New Gods Part 1 lacked the deft scripting of Kirby’s Marvel work with Stan Lee, suffering some clunky dialogue and narration. A few howlers survive here: “J. Mason Hartwell is the D.A. in the city,” says Hartwell of himself, “… and taking ‘guff’ is not my prime attribute!” However, the generally more convincing earthly dialogue, and the New Gods’ archaic formality, complement each other well.
‘The Death Wish of Terrible Turpin’, again plays on the God/human interaction theme, with the eponymous Police Inspector in close combat with Apokolips’ brutish Kalibak. It’s unusual amongst comics battles for portraying physical damage, to both Turpin and Orion. A follow-up with Kalibak has diminished appeal, though serves to play out wider intrigues.
‘The Bug’ reveals Kirby’s liberal sensibilities with the empathic portrayal of an underground underclass of scavenging humanoid ‘Bugs’. A revelation adds a dramatic and sympathetic twist to their ‘disfigured’ outsider, Forager. This strand demonstrates that the satire in Lee/Kirby collaborations wasn’t all down to Stan Lee. The Bugs’ new saviour is cosy with the Apokolips establishment, and appropriately named Mantis – after that most famously cannibalistic ‘bug’. As with ‘The Pact’, what appears an entertaining diversion into the wider Fourth World backdrop, feeds back in to the New Gods story, as Forager arrives on Earth seeking Orion.
New Gods ended prematurely, a victim of declining sales, just as Orion plans his showdown with Apokolips’ overlord Darkseid. Given Kirby’s prior contribution to comics, and the ambition of this multi-series epic, the fact that he was prevented from completing it as intended, is perhaps the saddest moment in American comics.

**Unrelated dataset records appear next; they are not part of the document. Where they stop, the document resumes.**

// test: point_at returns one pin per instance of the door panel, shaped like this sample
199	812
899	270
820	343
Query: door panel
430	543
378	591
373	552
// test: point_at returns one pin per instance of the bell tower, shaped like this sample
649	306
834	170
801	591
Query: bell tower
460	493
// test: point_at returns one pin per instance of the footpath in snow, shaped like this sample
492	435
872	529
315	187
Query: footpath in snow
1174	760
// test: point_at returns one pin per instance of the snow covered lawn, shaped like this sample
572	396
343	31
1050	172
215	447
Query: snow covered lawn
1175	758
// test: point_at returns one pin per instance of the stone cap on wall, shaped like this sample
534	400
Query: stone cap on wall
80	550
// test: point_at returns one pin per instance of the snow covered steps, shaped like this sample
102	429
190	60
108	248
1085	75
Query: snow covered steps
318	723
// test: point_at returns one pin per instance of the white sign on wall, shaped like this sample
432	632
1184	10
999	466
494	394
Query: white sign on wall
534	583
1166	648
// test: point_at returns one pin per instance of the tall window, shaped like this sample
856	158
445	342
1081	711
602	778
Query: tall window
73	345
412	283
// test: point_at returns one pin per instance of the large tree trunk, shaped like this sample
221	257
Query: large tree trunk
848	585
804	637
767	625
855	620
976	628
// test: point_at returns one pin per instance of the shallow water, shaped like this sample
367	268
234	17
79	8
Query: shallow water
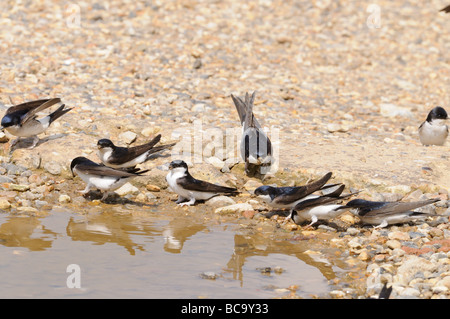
124	254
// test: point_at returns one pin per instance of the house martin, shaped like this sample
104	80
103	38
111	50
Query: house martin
102	177
446	9
256	148
434	131
383	214
289	197
318	207
190	189
321	212
123	157
21	120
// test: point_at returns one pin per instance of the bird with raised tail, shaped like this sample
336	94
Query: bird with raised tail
101	177
125	157
190	189
256	148
383	213
21	120
434	130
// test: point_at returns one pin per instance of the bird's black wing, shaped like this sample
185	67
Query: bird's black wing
192	184
287	195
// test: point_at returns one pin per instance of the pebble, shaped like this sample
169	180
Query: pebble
127	137
4	203
233	209
64	198
127	189
53	168
221	201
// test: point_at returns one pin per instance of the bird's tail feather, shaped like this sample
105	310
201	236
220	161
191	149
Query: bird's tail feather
58	113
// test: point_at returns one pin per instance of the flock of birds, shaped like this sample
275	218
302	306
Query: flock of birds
314	201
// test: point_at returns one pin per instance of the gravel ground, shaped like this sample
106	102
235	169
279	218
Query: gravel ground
340	94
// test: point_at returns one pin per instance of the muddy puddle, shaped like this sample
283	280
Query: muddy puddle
115	252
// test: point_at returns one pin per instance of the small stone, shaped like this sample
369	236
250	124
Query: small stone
128	137
4	203
364	255
399	235
27	209
152	188
64	198
220	201
236	208
208	275
251	185
19	188
439	289
334	127
337	294
353	231
53	168
150	131
3	137
216	162
248	214
391	110
393	244
127	189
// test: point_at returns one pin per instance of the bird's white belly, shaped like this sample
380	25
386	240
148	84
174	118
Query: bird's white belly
102	182
32	128
433	134
172	181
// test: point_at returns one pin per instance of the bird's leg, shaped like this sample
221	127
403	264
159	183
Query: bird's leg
35	141
314	220
13	143
105	196
86	190
383	224
286	219
189	203
180	199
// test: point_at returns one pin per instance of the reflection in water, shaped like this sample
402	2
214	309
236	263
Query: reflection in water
257	245
26	232
107	228
160	251
177	231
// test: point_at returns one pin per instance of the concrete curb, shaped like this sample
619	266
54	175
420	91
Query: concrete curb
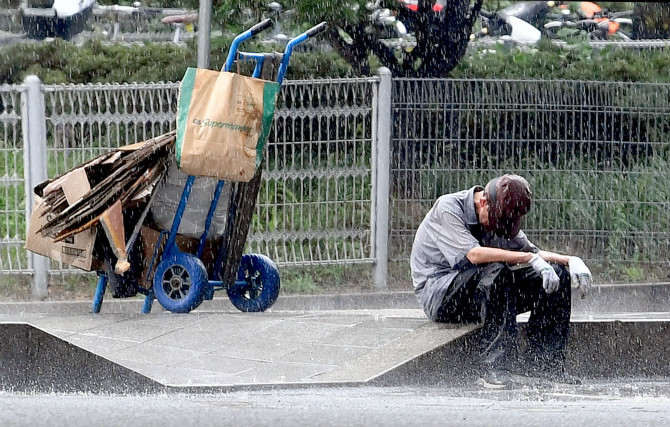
624	298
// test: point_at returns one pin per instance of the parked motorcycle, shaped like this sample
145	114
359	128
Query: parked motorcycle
597	23
518	22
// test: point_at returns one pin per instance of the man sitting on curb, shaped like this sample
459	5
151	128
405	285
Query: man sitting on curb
471	262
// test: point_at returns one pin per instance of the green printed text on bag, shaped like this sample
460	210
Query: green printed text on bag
223	121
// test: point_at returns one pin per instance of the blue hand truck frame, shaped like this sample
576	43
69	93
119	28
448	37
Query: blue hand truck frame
180	281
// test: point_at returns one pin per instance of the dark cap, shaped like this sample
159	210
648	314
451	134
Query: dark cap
509	199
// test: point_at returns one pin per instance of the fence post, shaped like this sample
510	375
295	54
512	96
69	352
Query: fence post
34	168
204	25
382	177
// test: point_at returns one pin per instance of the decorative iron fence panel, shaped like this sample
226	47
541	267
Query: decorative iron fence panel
12	193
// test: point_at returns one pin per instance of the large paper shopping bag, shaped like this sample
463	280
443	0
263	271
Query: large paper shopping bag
223	122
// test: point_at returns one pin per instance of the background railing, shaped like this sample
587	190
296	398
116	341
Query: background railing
596	155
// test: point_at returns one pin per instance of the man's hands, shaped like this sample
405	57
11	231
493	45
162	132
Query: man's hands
550	281
580	275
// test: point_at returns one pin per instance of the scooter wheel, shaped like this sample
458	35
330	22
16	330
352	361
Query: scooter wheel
257	285
179	282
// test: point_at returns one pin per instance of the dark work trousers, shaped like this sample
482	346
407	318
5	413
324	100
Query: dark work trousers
493	295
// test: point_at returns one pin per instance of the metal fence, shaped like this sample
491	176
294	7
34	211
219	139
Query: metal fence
12	194
595	153
315	203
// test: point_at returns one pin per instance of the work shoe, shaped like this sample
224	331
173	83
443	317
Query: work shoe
495	379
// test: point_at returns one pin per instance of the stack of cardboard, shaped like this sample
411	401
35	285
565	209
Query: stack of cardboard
68	208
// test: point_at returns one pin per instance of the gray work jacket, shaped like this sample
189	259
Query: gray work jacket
447	233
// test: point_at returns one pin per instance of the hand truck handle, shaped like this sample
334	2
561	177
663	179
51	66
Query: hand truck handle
232	53
319	28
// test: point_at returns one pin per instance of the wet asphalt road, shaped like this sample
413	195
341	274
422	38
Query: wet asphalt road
622	403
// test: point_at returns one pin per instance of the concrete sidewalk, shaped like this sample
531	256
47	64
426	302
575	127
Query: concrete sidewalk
302	340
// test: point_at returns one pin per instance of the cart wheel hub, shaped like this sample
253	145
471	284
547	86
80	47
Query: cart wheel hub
176	283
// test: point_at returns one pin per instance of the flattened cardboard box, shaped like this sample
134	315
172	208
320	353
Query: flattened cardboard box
76	250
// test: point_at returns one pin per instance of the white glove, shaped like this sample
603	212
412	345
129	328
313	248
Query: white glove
550	281
580	275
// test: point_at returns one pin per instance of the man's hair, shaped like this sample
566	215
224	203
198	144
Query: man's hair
509	198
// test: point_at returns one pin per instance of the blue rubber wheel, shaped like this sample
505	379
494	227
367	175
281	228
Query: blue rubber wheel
257	285
179	282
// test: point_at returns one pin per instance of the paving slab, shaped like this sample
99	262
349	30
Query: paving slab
389	342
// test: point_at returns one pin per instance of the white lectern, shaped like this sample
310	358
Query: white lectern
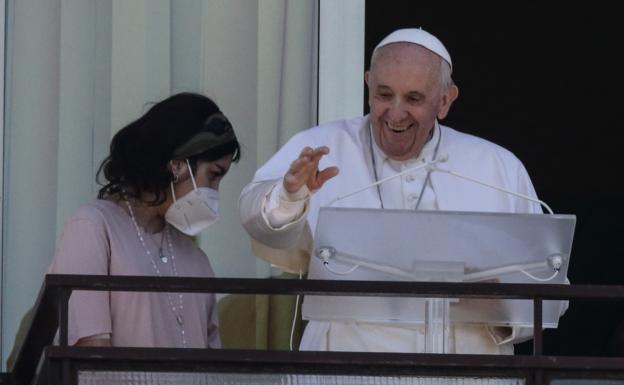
390	245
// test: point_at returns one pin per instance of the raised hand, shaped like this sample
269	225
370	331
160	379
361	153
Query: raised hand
304	170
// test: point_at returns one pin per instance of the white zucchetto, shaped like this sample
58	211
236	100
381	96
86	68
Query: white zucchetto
420	37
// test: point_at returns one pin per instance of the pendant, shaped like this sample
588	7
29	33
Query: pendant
162	256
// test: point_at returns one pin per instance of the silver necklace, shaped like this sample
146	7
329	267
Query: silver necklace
161	255
176	310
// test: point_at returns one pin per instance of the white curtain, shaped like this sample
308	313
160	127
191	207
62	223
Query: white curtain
78	70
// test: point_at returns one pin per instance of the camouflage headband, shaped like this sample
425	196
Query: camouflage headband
215	132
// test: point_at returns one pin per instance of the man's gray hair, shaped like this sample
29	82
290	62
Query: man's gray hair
446	81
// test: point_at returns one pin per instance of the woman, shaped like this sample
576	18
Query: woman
162	180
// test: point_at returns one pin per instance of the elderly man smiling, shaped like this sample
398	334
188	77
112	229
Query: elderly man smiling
410	89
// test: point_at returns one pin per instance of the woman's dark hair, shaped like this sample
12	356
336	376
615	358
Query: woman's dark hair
140	152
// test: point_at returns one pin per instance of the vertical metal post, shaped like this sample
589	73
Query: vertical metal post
537	327
538	344
63	316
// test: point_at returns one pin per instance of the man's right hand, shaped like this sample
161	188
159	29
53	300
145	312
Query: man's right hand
304	171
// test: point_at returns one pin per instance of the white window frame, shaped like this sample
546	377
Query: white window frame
341	59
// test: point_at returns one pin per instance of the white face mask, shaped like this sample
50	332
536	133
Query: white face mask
194	211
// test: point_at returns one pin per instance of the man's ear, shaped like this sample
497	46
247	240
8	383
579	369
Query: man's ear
447	100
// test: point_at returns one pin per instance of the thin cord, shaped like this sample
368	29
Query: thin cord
498	188
427	178
429	170
292	329
374	162
540	279
351	270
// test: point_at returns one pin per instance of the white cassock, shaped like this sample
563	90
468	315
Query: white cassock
289	243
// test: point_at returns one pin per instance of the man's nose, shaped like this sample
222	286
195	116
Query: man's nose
397	110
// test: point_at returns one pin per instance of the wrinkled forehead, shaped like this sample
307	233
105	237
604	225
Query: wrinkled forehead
400	54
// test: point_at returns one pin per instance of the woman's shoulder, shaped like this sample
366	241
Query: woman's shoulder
97	211
195	259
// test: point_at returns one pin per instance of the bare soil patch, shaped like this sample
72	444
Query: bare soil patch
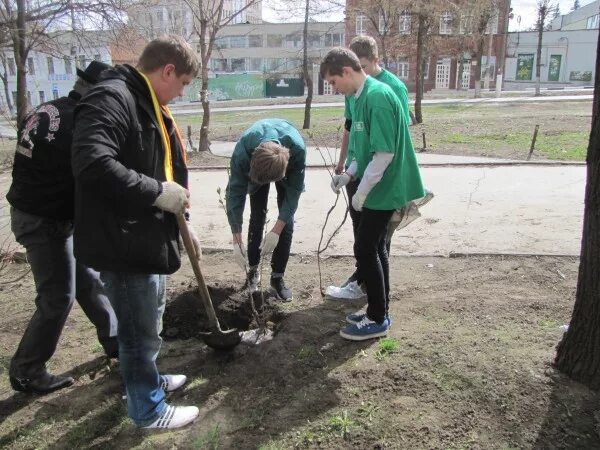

Kirby’s art remains astounding: the dynamism of his figures, his sense of composition, and his lovingly detailed mise-en-scène, all capture his mature peak. Great credit is due to Mike Royer, Kirby’s inker of choice, who he’d take with him back to Marvel. Royer’s (pre-digital) impossibly sharp, and fluid inking matched every line, squiggle and flourish of the pencils, realising the definitive Kirby look. The colour (taken from the 1980s ‘prestige’ pamphlet reprints) is optimal: true to the flat colours of the original era, but with an expanded palette that avoids the usual headache-inducing over-saturation.
A bonus in this volume is a 1940’s episode of the Simon/Kirby Boy Commandos, whose bowler-hatted Brooklyn has been retconned post-Kirby as the future Inspector Turpin. It’s an ingenious connection, but adds nothing to the New Gods story. A better addition would have been The Young Gods of Supertown vignettes included in the 1997 greyscale collection.
New Gods is a bold concept energetically delivered, with some strong stories, and peak Kirby artwork. Later Kirby New Gods stories, are absent here, but collected along with the full original series and more in the 2018 New Gods.